Kampung adat Cireundeu yang berlokasi di lembah Gunung Kunci, Gunung Cimenteng dan Gunung Gajahlangu, namun secara administratif Desa Cireundeu terletak di Kelurahan Leuwigajah, Kecamatan Cimahi Selatan, Kota Cimahi, Jawa Barat. Bengan penduduk sekitar 50 kepala keluarga dengan 800 jiwa yang sebagian besar bermata pencaharian petani. Di mana luas sekitar 64 hektare yang terdiri dari 60 hektare lahan pertanian dan 4 hektare pemukiman. Kampung adat Cireundeu ini fokus terhadap pemeliharaan tradisi yang menjaga warisan dari ketua adat terdahulu dan tidak memposisikan sebagai desa objek daya tarik wisata. Tradisi terkenal yang masih dijaga di Kampung adat Cireundeu ini yaitu dengan bahan pokok yang menggunakan singkong dan tradisi 1 sura. Tradisi ini dimulai sekitar tahun 1918.

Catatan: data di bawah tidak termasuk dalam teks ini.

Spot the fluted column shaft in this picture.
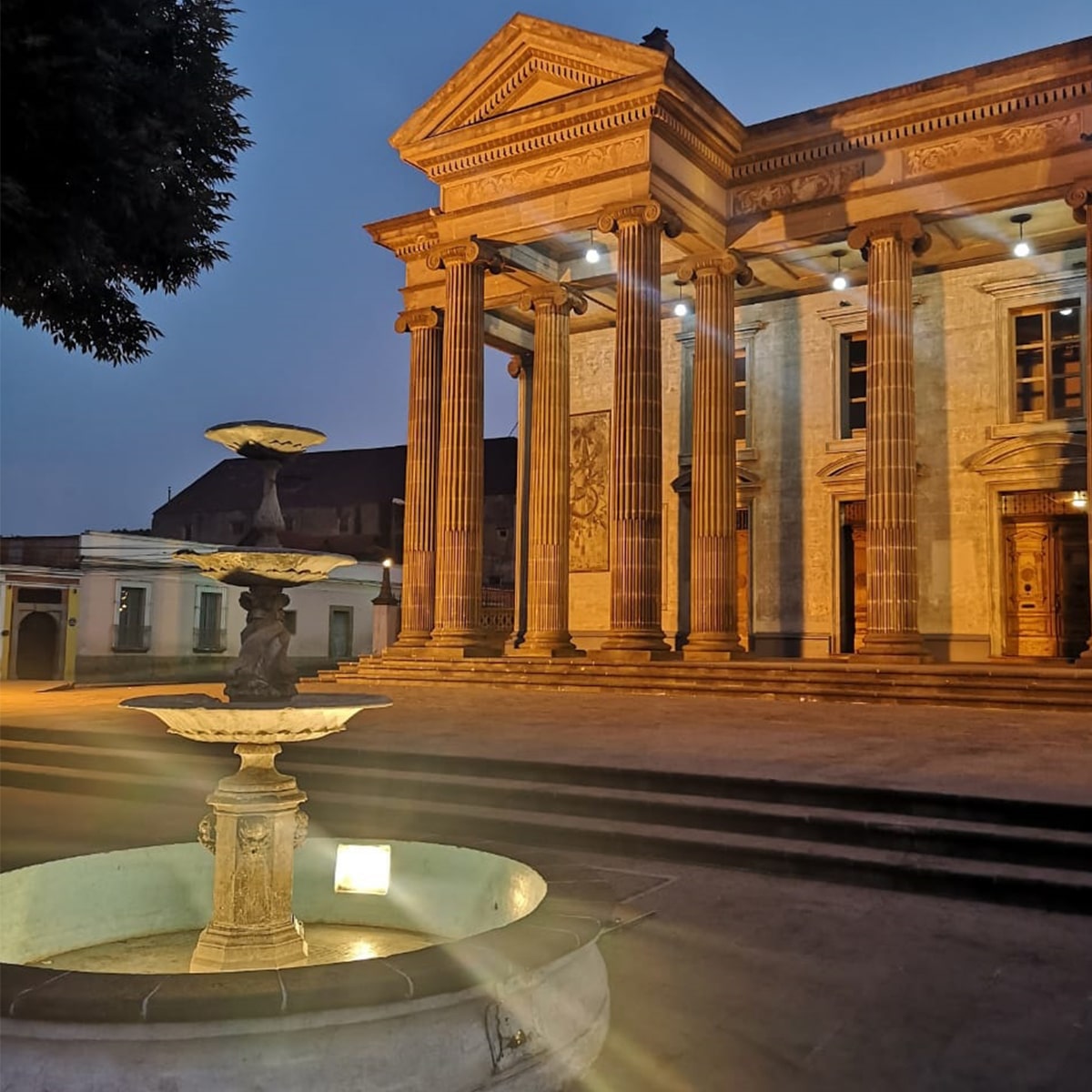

Disebutkan menurut Seksi Pariwisata dan Budaya (2010) dalam website disparbud.jabarprov.go.id, masyarakat adat Kampung adat Cireundeu memiliki prinsip dengan berpedoman terhadap istilah yang mereka anut, yaitu “Teu Nyawa Asal Boga Pare, Teu Boga Pare Asal Boga Beas, Teu Boga Beas Asal Bisa Nyangu, Teu Nyangu Asal Dahar, Teu Dahar Asal Kuat”. Maksudnya dari kalimat sebelumnya adalah agar manusia tidak tergantung pada satu hal saja,
seperti misalnya dalam hal makanan pokok masyarakat Kampung adat Cireundeu menggunakan alternatif atau beralih dengan menggunakan bahan singkong dari beras seperti makanan pokok masyarakat Indonesia pada umumnya. Tradisi ini dimulai sekitar 1918 yang dipelopori oleh Ibu Omah yang diikuti oleh beberapa saudaranya di Kampung adat Cireundeu. Kemudian pemerintah kota Cimahi member penghargaan “Pahlawan Pangan” pada tahun 1964.

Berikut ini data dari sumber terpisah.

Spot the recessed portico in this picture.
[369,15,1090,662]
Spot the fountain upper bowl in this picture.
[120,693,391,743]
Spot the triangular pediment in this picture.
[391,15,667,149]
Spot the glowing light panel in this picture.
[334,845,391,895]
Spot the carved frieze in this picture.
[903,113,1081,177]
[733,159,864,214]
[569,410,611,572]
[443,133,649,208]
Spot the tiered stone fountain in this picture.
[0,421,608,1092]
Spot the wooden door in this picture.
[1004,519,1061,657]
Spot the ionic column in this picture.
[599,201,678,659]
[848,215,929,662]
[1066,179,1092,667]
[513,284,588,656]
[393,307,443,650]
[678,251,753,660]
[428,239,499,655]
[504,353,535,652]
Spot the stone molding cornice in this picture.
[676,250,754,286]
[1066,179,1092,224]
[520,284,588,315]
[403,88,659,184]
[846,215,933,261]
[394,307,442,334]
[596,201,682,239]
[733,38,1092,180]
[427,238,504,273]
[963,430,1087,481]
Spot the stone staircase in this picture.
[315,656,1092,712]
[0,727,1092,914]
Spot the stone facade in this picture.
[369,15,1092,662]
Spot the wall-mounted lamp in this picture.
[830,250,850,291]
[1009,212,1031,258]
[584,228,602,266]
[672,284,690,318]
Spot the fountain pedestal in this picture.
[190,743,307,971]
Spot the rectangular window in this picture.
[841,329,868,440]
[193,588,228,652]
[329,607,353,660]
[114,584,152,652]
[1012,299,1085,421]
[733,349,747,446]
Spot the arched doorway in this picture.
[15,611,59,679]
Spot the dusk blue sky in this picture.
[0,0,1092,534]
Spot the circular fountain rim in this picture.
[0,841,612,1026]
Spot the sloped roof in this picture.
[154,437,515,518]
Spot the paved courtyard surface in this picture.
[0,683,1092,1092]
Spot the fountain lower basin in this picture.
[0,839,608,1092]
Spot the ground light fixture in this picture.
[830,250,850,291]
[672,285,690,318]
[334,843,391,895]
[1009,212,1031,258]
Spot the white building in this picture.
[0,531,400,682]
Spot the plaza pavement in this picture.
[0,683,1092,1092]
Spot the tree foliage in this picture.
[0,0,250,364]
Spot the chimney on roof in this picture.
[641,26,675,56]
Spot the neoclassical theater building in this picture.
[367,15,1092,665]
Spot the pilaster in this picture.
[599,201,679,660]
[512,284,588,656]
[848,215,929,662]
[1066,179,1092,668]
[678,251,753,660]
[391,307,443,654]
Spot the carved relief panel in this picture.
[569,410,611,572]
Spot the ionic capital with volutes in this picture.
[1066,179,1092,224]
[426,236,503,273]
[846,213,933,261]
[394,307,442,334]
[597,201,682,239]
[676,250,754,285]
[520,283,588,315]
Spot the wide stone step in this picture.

Dengan kepercayaan yang mereka anut yaitu “Sunda Wiwitan” yang di mana mereka percaya bahwa alam dan manusia memiliki satu kesatuan yang tidak bisa dipisahkan, yang menurut salah satu penduduk kampung adat Cireundeu mereka sebut bahwa di dunia ini terdapat dua ibu, yaitu ibu yang mengandung dan ibu yang tidak mengandung. Ajaran kepercayaan Sunda Wiwitan ini pertama kali dibawa oleh pangeran Madrais dari Cigugur, Kuningan tahun 1918.

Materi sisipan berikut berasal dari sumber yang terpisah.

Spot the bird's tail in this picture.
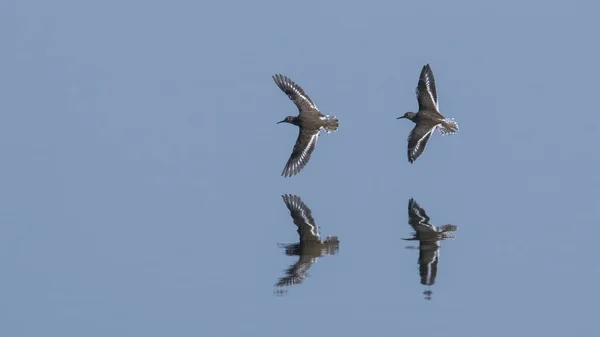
[439,224,458,233]
[440,118,458,135]
[323,115,340,132]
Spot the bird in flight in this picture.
[273,74,339,177]
[397,64,458,164]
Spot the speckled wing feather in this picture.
[281,128,319,177]
[273,74,319,114]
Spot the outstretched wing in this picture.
[281,128,319,177]
[282,194,321,240]
[408,198,435,232]
[408,121,439,163]
[273,74,318,113]
[275,255,318,287]
[416,64,439,112]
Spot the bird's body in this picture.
[398,64,458,163]
[273,74,339,177]
[404,199,458,299]
[275,194,340,287]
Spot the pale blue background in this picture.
[0,0,600,337]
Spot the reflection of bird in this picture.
[275,194,340,287]
[398,64,458,163]
[404,199,458,299]
[273,74,339,177]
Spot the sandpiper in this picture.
[403,198,458,299]
[397,64,458,164]
[275,194,340,287]
[273,74,339,177]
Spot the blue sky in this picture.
[0,0,600,337]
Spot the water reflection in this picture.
[403,198,458,300]
[275,194,340,295]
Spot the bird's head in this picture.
[396,112,417,122]
[277,116,297,124]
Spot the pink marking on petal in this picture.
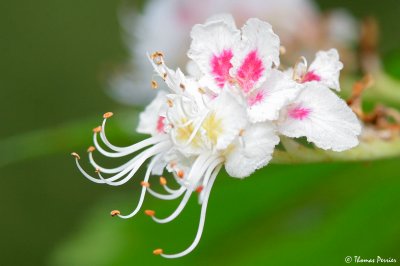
[301,71,321,83]
[247,91,265,106]
[210,49,233,88]
[156,116,165,133]
[237,50,264,93]
[288,107,311,120]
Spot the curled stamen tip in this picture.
[110,210,121,217]
[140,181,150,187]
[279,45,286,55]
[160,176,167,186]
[151,80,158,89]
[144,210,156,217]
[153,248,164,255]
[71,152,81,160]
[177,170,185,178]
[196,186,204,193]
[103,112,114,119]
[93,126,101,133]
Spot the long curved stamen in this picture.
[89,148,147,174]
[93,132,168,158]
[147,187,186,200]
[151,189,193,224]
[96,145,163,183]
[158,165,221,259]
[100,113,170,152]
[98,143,170,186]
[118,154,163,219]
[160,177,179,194]
[184,155,214,190]
[199,157,224,204]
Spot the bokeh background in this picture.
[0,0,400,266]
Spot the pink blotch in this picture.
[156,116,165,133]
[247,91,265,106]
[301,71,321,83]
[210,49,233,88]
[288,107,311,120]
[237,50,264,93]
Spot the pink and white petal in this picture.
[136,91,167,135]
[303,49,343,91]
[247,69,303,123]
[188,17,240,88]
[278,83,361,151]
[202,90,247,150]
[225,122,279,178]
[230,18,280,93]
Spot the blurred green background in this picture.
[0,0,400,266]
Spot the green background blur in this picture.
[0,0,400,266]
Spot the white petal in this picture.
[230,18,280,92]
[247,70,302,123]
[225,122,279,178]
[202,89,247,150]
[136,91,167,135]
[188,17,240,88]
[308,49,343,91]
[278,83,361,151]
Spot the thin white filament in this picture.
[98,143,166,184]
[161,165,221,259]
[147,186,186,200]
[100,118,166,152]
[93,133,168,158]
[118,154,163,219]
[151,189,193,224]
[98,143,170,186]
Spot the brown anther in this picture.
[93,126,101,133]
[150,51,164,59]
[279,45,286,55]
[144,210,156,217]
[177,170,185,178]
[140,181,150,187]
[196,186,204,193]
[150,52,164,65]
[110,210,121,217]
[151,80,158,89]
[103,112,114,119]
[71,152,81,160]
[153,248,164,255]
[160,176,167,186]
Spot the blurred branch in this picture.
[272,137,400,164]
[0,110,141,167]
[0,106,400,167]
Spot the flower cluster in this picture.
[74,15,361,258]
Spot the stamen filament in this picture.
[160,165,221,259]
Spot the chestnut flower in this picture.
[73,15,361,258]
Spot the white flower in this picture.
[73,15,361,258]
[277,49,361,151]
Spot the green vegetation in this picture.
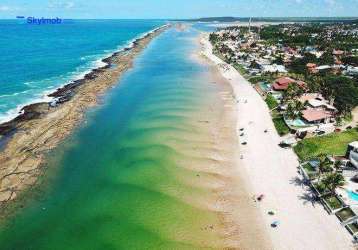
[233,63,247,77]
[294,128,358,160]
[323,195,343,210]
[265,94,278,110]
[336,207,355,221]
[302,163,318,179]
[322,172,345,194]
[347,222,358,234]
[322,76,358,114]
[272,115,290,136]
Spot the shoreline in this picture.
[0,24,168,137]
[0,25,169,205]
[201,33,354,249]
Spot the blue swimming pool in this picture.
[259,82,271,92]
[347,190,358,201]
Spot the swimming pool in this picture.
[259,82,271,92]
[347,190,358,201]
[286,118,307,127]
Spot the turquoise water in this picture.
[347,190,358,201]
[259,82,271,92]
[0,24,224,250]
[0,20,164,122]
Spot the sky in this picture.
[0,0,358,19]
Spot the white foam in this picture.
[0,24,169,124]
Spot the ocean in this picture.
[0,20,164,123]
[0,22,228,250]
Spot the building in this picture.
[272,77,306,91]
[306,63,318,74]
[346,141,358,168]
[302,108,334,124]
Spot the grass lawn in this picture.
[265,94,278,109]
[272,115,290,136]
[294,128,358,160]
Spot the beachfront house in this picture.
[306,63,318,74]
[272,77,306,91]
[299,93,337,124]
[346,141,358,169]
[261,64,287,73]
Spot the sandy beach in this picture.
[201,35,354,249]
[0,26,168,206]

Dengan salah satu tradisi (upacara adat) yang selalu dirayakan yaitu 1 Sura tepat pada tahun Saka Sunda pada bulan oktober. Perayaan 1 Sura, dilakukan dengan kaum laki-laki yang menggunakan pakaian pangsi warna hitam dan ikat kepala yang berasal dari kain batik, sedangkan kaum perempuan menggunakan pakaian kebaya berwarna putih.
Upacara adat yang dilakukan dengan membuat ritual gugunungan buah-buahan yang dibentuk menyerupai janur, nasi tumpeng, dan hasil bumi lainnya seperti rempah-rempahan dan ketela. Dilengkapi dengan acara kesenian kecapi suling, ngamumule budaya sunda, dan wuwuhan atau nasihat yang disampaikan dari sesepuh (ketua adat) agar dalam perayaan 1 Sura dapat menjadi rukun.
Cara masyarakat memelihara alam di Kampung adat Cireundeu ini dengan memiliki tiga istilah leuweung (hutan). Pertama Leuweung Bakadahan, kebon atau hutan yang biasa digunakan untuk bercocok tanam dengan menanam singkong dan berbagai tumbuhan lainnya yang luas kurang lebih 20 hektare. Kedua Leuweung Larangan, yaitu hutan yang tidak boleh di sentuh atau tidak boleh mengalami perubahan apapun.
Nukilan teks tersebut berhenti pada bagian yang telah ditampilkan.